La Schaltinienne double et à refrain, à deux plumes : Le cri des poètes.

 

Le cri des poètes

Petits bouts de rayon du cercle des poètes
Nous avons à l’esprit par nos plumes, scellé,
Un Éden trop vital pour être révélé,
Notre monde est ailleurs au dessus de vos têtes.

Lisez-nous quelquefois, vous serez bien surpris
De nous voir dorloter la moindre des clochettes,
Ou pleurer de chagrin lorsque le ciel est gris…
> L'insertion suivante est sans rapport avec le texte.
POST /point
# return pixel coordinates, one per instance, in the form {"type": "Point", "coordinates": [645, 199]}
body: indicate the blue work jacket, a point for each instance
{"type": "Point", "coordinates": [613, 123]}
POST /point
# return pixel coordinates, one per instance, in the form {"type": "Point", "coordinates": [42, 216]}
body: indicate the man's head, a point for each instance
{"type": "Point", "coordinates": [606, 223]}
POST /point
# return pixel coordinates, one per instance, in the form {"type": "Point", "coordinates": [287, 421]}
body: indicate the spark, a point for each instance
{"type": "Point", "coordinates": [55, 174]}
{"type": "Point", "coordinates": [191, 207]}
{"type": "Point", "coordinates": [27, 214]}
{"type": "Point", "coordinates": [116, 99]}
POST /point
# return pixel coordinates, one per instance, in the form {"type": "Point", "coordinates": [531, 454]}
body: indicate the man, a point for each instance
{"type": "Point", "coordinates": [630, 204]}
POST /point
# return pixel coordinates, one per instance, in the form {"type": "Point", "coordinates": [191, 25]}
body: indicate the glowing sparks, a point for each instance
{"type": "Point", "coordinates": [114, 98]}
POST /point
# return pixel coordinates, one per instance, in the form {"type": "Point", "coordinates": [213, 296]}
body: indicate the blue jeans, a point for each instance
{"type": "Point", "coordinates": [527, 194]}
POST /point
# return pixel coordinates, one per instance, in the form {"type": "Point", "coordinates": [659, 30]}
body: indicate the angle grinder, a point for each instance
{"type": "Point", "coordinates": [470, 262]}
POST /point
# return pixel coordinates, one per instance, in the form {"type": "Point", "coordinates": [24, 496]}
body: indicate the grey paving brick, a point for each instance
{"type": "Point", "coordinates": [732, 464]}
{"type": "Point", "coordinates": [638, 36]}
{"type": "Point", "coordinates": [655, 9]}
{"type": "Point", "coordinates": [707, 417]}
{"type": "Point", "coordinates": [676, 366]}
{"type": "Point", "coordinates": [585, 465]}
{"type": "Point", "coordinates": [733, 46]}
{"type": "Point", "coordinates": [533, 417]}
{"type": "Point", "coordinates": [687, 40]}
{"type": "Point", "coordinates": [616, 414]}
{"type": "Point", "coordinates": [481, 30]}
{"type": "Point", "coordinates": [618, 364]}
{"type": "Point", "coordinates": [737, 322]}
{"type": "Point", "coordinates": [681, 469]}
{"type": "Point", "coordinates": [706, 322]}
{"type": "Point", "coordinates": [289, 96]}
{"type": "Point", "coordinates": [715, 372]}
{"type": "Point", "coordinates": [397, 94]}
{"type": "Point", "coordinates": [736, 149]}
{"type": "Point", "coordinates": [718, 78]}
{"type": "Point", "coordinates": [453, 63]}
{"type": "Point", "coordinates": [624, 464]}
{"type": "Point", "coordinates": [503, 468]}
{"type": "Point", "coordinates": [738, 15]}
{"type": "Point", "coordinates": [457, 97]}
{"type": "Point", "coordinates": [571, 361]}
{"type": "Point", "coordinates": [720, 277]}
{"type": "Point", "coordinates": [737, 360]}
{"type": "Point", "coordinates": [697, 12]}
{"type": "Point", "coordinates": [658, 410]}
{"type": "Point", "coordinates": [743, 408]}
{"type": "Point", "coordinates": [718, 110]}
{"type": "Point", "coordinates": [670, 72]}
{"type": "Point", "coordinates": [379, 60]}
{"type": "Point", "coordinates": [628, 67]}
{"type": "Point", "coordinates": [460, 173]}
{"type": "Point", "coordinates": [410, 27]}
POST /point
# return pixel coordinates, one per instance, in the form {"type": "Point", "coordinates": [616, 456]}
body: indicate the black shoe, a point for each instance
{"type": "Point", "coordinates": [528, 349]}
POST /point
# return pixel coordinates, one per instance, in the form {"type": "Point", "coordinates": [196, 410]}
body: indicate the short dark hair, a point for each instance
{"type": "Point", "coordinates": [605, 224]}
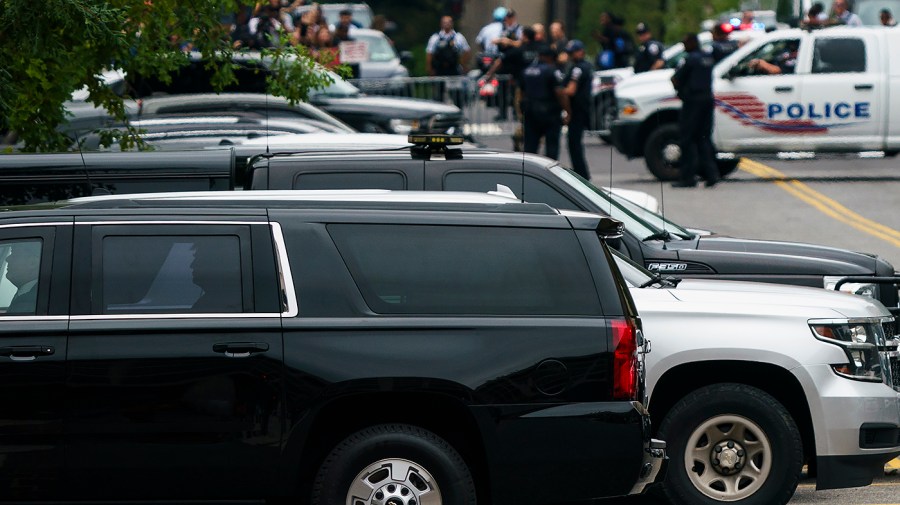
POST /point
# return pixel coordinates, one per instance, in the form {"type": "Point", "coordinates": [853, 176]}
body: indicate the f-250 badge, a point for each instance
{"type": "Point", "coordinates": [667, 267]}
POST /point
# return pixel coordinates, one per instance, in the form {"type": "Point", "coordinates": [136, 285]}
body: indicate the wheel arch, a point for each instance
{"type": "Point", "coordinates": [447, 417]}
{"type": "Point", "coordinates": [781, 384]}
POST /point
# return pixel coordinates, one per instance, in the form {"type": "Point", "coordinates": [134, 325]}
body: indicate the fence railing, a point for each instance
{"type": "Point", "coordinates": [488, 108]}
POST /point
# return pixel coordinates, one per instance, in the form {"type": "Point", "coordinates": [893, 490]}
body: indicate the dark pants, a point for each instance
{"type": "Point", "coordinates": [697, 153]}
{"type": "Point", "coordinates": [575, 138]}
{"type": "Point", "coordinates": [542, 120]}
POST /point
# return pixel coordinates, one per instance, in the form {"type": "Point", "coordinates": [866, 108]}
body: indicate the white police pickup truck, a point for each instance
{"type": "Point", "coordinates": [833, 94]}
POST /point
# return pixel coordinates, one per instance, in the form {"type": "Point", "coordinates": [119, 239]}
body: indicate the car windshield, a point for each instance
{"type": "Point", "coordinates": [634, 274]}
{"type": "Point", "coordinates": [378, 47]}
{"type": "Point", "coordinates": [639, 221]}
{"type": "Point", "coordinates": [339, 88]}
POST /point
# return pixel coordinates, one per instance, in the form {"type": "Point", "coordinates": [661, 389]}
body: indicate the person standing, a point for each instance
{"type": "Point", "coordinates": [578, 90]}
{"type": "Point", "coordinates": [543, 102]}
{"type": "Point", "coordinates": [445, 55]}
{"type": "Point", "coordinates": [649, 54]}
{"type": "Point", "coordinates": [693, 83]}
{"type": "Point", "coordinates": [843, 15]}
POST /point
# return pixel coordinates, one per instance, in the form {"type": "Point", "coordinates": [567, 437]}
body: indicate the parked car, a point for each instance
{"type": "Point", "coordinates": [370, 114]}
{"type": "Point", "coordinates": [370, 347]}
{"type": "Point", "coordinates": [748, 382]}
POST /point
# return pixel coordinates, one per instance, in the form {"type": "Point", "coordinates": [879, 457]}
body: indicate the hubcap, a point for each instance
{"type": "Point", "coordinates": [672, 153]}
{"type": "Point", "coordinates": [728, 458]}
{"type": "Point", "coordinates": [394, 482]}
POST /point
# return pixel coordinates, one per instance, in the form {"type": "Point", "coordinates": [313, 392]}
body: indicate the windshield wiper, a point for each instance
{"type": "Point", "coordinates": [662, 281]}
{"type": "Point", "coordinates": [665, 236]}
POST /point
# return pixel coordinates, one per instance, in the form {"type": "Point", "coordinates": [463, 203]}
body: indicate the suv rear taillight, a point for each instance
{"type": "Point", "coordinates": [625, 359]}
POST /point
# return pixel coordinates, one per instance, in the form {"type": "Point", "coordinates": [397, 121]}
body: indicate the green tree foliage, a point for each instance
{"type": "Point", "coordinates": [52, 48]}
{"type": "Point", "coordinates": [670, 20]}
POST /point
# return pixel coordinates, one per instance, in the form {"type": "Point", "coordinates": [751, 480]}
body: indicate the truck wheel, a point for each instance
{"type": "Point", "coordinates": [393, 464]}
{"type": "Point", "coordinates": [727, 166]}
{"type": "Point", "coordinates": [662, 152]}
{"type": "Point", "coordinates": [731, 443]}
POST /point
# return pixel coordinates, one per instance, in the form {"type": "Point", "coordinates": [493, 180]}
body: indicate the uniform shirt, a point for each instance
{"type": "Point", "coordinates": [581, 72]}
{"type": "Point", "coordinates": [649, 53]}
{"type": "Point", "coordinates": [540, 82]}
{"type": "Point", "coordinates": [722, 48]}
{"type": "Point", "coordinates": [517, 59]}
{"type": "Point", "coordinates": [693, 79]}
{"type": "Point", "coordinates": [486, 36]}
{"type": "Point", "coordinates": [458, 39]}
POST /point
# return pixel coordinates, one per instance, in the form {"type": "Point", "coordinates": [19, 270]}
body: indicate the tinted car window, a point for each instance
{"type": "Point", "coordinates": [20, 263]}
{"type": "Point", "coordinates": [171, 274]}
{"type": "Point", "coordinates": [468, 270]}
{"type": "Point", "coordinates": [535, 190]}
{"type": "Point", "coordinates": [839, 55]}
{"type": "Point", "coordinates": [350, 180]}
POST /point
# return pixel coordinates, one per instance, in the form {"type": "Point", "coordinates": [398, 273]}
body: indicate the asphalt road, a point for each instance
{"type": "Point", "coordinates": [850, 202]}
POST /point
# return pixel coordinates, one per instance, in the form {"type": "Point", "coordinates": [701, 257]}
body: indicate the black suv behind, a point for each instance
{"type": "Point", "coordinates": [386, 348]}
{"type": "Point", "coordinates": [650, 240]}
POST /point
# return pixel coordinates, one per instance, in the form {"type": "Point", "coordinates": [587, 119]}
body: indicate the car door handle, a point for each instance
{"type": "Point", "coordinates": [240, 349]}
{"type": "Point", "coordinates": [26, 352]}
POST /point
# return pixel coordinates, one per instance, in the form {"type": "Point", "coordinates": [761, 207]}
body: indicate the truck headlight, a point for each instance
{"type": "Point", "coordinates": [860, 342]}
{"type": "Point", "coordinates": [867, 289]}
{"type": "Point", "coordinates": [404, 126]}
{"type": "Point", "coordinates": [627, 107]}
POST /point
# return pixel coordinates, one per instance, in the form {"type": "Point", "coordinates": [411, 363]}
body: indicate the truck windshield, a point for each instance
{"type": "Point", "coordinates": [640, 222]}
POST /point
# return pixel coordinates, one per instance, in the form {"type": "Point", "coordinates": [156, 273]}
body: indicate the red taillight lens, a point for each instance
{"type": "Point", "coordinates": [625, 360]}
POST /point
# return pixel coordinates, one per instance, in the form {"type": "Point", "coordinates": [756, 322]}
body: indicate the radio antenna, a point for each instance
{"type": "Point", "coordinates": [662, 192]}
{"type": "Point", "coordinates": [87, 174]}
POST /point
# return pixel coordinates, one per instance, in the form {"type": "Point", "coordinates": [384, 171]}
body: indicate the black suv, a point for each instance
{"type": "Point", "coordinates": [650, 240]}
{"type": "Point", "coordinates": [356, 348]}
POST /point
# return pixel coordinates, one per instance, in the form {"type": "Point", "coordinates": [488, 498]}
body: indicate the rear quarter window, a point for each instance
{"type": "Point", "coordinates": [468, 270]}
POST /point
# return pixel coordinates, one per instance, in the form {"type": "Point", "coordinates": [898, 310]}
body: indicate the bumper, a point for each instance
{"type": "Point", "coordinates": [836, 472]}
{"type": "Point", "coordinates": [856, 424]}
{"type": "Point", "coordinates": [625, 136]}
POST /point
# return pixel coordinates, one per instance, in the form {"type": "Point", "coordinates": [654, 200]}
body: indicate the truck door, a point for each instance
{"type": "Point", "coordinates": [844, 93]}
{"type": "Point", "coordinates": [34, 266]}
{"type": "Point", "coordinates": [174, 386]}
{"type": "Point", "coordinates": [752, 95]}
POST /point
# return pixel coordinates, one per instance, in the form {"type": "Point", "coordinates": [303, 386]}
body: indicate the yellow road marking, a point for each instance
{"type": "Point", "coordinates": [821, 202]}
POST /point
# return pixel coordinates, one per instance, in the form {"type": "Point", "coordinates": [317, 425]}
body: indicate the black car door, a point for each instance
{"type": "Point", "coordinates": [34, 266]}
{"type": "Point", "coordinates": [174, 387]}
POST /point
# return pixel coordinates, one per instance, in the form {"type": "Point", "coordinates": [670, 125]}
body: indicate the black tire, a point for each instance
{"type": "Point", "coordinates": [662, 153]}
{"type": "Point", "coordinates": [762, 465]}
{"type": "Point", "coordinates": [727, 166]}
{"type": "Point", "coordinates": [371, 454]}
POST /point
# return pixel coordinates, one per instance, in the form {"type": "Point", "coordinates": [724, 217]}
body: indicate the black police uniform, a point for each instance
{"type": "Point", "coordinates": [693, 82]}
{"type": "Point", "coordinates": [581, 72]}
{"type": "Point", "coordinates": [541, 107]}
{"type": "Point", "coordinates": [649, 53]}
{"type": "Point", "coordinates": [722, 48]}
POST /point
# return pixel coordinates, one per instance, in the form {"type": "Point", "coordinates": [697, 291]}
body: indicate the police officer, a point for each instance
{"type": "Point", "coordinates": [578, 89]}
{"type": "Point", "coordinates": [693, 82]}
{"type": "Point", "coordinates": [649, 53]}
{"type": "Point", "coordinates": [543, 103]}
{"type": "Point", "coordinates": [722, 46]}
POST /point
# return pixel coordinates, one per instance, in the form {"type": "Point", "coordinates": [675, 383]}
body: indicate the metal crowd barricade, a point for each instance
{"type": "Point", "coordinates": [482, 106]}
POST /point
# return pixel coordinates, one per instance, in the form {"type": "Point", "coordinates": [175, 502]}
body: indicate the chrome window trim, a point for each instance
{"type": "Point", "coordinates": [285, 278]}
{"type": "Point", "coordinates": [33, 225]}
{"type": "Point", "coordinates": [132, 221]}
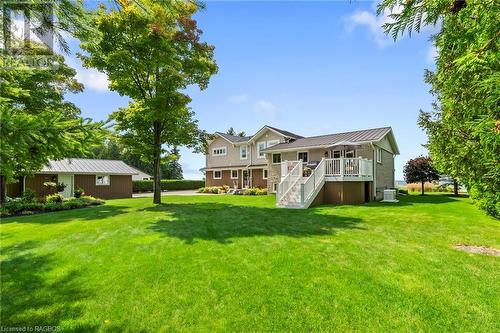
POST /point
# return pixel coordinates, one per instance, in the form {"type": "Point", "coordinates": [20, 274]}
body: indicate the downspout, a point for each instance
{"type": "Point", "coordinates": [374, 162]}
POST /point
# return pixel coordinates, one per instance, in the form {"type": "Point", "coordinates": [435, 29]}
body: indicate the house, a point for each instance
{"type": "Point", "coordinates": [341, 168]}
{"type": "Point", "coordinates": [240, 162]}
{"type": "Point", "coordinates": [141, 175]}
{"type": "Point", "coordinates": [105, 179]}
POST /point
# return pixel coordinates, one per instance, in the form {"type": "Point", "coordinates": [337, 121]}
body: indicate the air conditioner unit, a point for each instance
{"type": "Point", "coordinates": [390, 196]}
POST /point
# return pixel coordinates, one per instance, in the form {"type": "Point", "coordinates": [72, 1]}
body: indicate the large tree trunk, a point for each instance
{"type": "Point", "coordinates": [3, 189]}
{"type": "Point", "coordinates": [156, 165]}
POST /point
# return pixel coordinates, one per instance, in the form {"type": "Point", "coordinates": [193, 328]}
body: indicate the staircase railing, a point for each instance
{"type": "Point", "coordinates": [349, 167]}
{"type": "Point", "coordinates": [313, 181]}
{"type": "Point", "coordinates": [289, 181]}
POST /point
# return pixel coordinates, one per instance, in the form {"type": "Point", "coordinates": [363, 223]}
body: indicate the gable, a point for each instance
{"type": "Point", "coordinates": [268, 135]}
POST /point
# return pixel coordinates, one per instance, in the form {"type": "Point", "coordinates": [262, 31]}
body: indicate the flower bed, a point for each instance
{"type": "Point", "coordinates": [54, 202]}
{"type": "Point", "coordinates": [214, 189]}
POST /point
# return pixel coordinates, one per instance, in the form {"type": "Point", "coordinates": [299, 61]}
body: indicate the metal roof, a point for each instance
{"type": "Point", "coordinates": [286, 133]}
{"type": "Point", "coordinates": [89, 166]}
{"type": "Point", "coordinates": [239, 139]}
{"type": "Point", "coordinates": [234, 138]}
{"type": "Point", "coordinates": [368, 135]}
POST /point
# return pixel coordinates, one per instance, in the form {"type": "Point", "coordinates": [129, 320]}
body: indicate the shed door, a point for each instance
{"type": "Point", "coordinates": [68, 180]}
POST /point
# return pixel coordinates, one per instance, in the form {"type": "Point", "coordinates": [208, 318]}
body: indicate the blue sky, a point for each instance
{"type": "Point", "coordinates": [309, 67]}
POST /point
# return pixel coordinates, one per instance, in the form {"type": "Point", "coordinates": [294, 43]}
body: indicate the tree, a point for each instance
{"type": "Point", "coordinates": [113, 149]}
{"type": "Point", "coordinates": [420, 170]}
{"type": "Point", "coordinates": [231, 131]}
{"type": "Point", "coordinates": [464, 126]}
{"type": "Point", "coordinates": [36, 122]}
{"type": "Point", "coordinates": [47, 17]}
{"type": "Point", "coordinates": [151, 52]}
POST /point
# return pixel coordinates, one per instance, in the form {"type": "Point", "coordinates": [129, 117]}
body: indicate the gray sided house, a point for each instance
{"type": "Point", "coordinates": [341, 168]}
{"type": "Point", "coordinates": [105, 179]}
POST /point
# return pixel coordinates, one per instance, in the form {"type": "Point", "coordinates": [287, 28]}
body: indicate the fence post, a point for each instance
{"type": "Point", "coordinates": [301, 194]}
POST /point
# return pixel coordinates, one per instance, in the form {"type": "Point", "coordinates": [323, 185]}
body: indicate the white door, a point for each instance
{"type": "Point", "coordinates": [68, 181]}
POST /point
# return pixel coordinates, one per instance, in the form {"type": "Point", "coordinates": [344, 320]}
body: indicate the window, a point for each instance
{"type": "Point", "coordinates": [220, 151]}
{"type": "Point", "coordinates": [243, 152]}
{"type": "Point", "coordinates": [378, 153]}
{"type": "Point", "coordinates": [102, 180]}
{"type": "Point", "coordinates": [349, 153]}
{"type": "Point", "coordinates": [272, 142]}
{"type": "Point", "coordinates": [260, 147]}
{"type": "Point", "coordinates": [303, 155]}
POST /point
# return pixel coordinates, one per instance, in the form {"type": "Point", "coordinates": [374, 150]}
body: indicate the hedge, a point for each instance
{"type": "Point", "coordinates": [168, 185]}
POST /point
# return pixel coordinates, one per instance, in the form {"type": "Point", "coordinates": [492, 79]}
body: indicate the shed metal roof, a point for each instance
{"type": "Point", "coordinates": [88, 166]}
{"type": "Point", "coordinates": [368, 135]}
La douleur ou la joie emplissent nos rivières,
Mais quand la destinée engendre des civières,

Le silence est souvent le plus fort de nos cris !

Nos mots, nous les portons comme des amulettes,
Tout près de notre cœur au seuil d’être fêlé,
Vous saurez que le verbe est un chemin mêlé,
D’ortie et de chiendent, de douces violettes !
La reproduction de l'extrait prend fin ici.